During the Civil War, Scott Countians were strongly Unionist in sentiment. U.S. Senator Andrew Johnson denounced secession at a courthouse speech in Huntsville on June 4, 1861, and the county voted against secession by the greatest percentage margin of any Tennessee county. In fact, local residents so opposed the Confederacy that later in 1861 the county court approved a protest resolution that announced the county’s secession from the State of Tennessee and the creation of a “Free and Independent State of Scott.” Guerrilla warfare occurred in the county during the Civil War, but no major battles occurred within the county’s boundaries.

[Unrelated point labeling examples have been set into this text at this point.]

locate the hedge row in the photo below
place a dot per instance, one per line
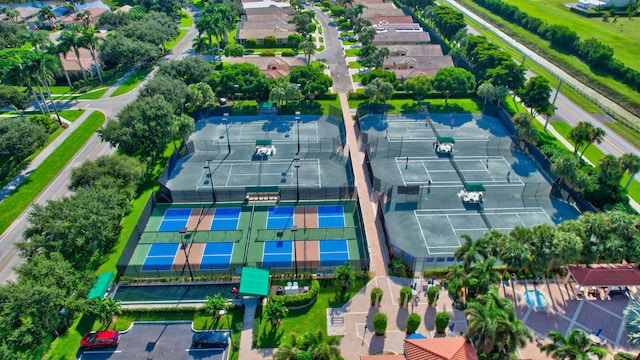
(300, 299)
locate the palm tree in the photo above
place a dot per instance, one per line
(632, 323)
(90, 41)
(105, 310)
(214, 305)
(47, 14)
(70, 40)
(630, 163)
(275, 312)
(345, 274)
(576, 346)
(45, 68)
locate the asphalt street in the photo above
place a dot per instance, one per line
(156, 340)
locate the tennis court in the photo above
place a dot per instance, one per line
(208, 256)
(331, 216)
(440, 171)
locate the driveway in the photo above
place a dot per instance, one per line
(156, 340)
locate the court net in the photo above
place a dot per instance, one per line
(305, 234)
(151, 237)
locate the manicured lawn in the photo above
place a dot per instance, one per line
(593, 154)
(305, 320)
(133, 81)
(173, 42)
(617, 35)
(585, 75)
(397, 106)
(25, 194)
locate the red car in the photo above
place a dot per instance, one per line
(100, 339)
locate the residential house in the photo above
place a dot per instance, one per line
(271, 66)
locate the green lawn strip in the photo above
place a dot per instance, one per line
(593, 154)
(169, 45)
(568, 91)
(397, 106)
(71, 115)
(580, 70)
(185, 19)
(133, 81)
(25, 194)
(308, 319)
(623, 130)
(617, 35)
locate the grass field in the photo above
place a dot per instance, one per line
(616, 90)
(618, 35)
(25, 194)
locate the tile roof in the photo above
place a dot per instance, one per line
(605, 274)
(383, 357)
(446, 348)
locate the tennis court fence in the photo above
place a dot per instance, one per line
(305, 234)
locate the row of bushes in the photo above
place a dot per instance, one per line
(300, 299)
(591, 51)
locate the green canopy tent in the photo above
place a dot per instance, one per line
(254, 281)
(101, 285)
(474, 187)
(446, 140)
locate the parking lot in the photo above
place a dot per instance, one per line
(156, 340)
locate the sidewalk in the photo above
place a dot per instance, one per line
(40, 158)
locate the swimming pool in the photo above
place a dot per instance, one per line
(536, 300)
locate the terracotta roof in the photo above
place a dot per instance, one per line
(605, 274)
(446, 348)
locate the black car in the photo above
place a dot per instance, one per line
(210, 339)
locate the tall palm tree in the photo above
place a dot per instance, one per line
(630, 163)
(45, 68)
(90, 41)
(46, 14)
(70, 40)
(576, 346)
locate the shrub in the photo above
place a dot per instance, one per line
(442, 321)
(380, 323)
(300, 299)
(405, 295)
(413, 322)
(432, 294)
(251, 43)
(374, 294)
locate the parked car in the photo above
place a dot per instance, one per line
(100, 339)
(210, 339)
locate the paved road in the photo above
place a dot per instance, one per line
(91, 150)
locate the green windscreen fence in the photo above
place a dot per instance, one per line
(101, 285)
(254, 282)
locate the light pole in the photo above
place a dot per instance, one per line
(226, 130)
(294, 230)
(208, 167)
(183, 230)
(296, 164)
(298, 129)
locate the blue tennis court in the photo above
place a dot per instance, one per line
(174, 220)
(226, 219)
(331, 216)
(280, 217)
(160, 257)
(216, 256)
(334, 252)
(277, 254)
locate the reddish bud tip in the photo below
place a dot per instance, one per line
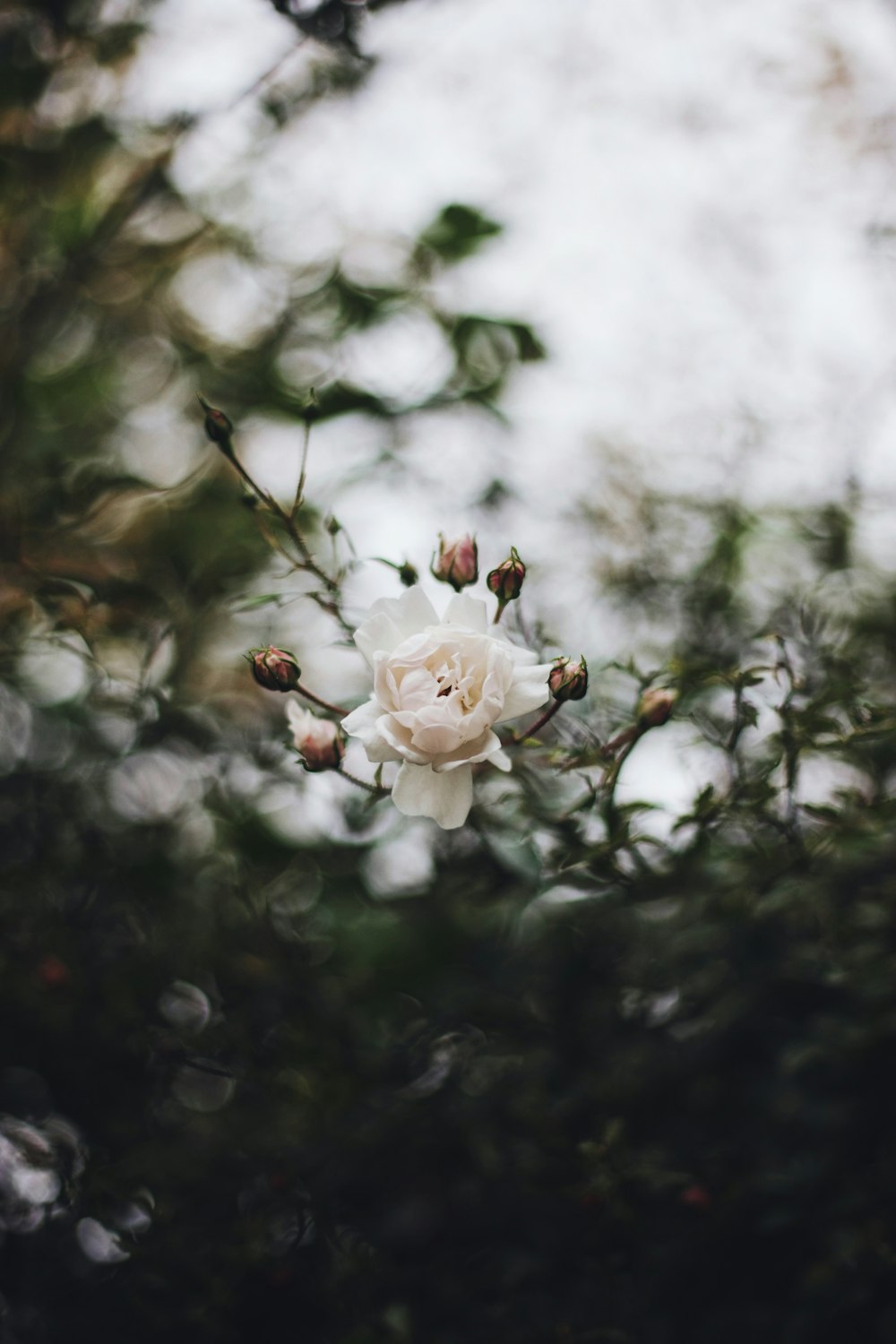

After the war, the construction of the Cincinnati Southern in the early 1880s opened the county to timber, mining, and New South industrial development. Extraction of natural resources served as the foundation for local urban and economic development until the Great Depression. Oneida served as a shipping point for timber, coal, farm products, and livestock, while Huntsville’s chief activity was lumbering, and brick-making was the primary industry in Robbins. The construction of U.S. Highway 27 in the late 1920s opened new transportation alternatives for county residents.
In the 1990s the county government, its school system, and the ninety-nine-bed Scott County Hospital employed the largest numbers of nonmanufacturing workers. The county’s biggest employers include American Bag Corporation (automobile air bags); Hartco/Tibbals Flooring Company (wood flooring); Tennier Industries (military coats); Denim Processing, Inc.; and Wabash National Corporation (trailer platforms). The county’s population in 2000 was 21,127.
Perhaps the most recognized name from Scott County is that of Howard Baker Jr., who, like his father, represented his region and state in the United States Congress for many years. Howard Baker Sr. was in the House of Representatives for seven terms, and his wife Irene succeeded him. Baker Jr. was a Republican senator for Tennessee for more than twenty years and chief of staff for President Ronald Reagan. Other political leaders from Scott County include Millard Caldwell, a congressman who later was governor of Florida, and John Duncan, who served in Congress from 1964 until his death in 1988.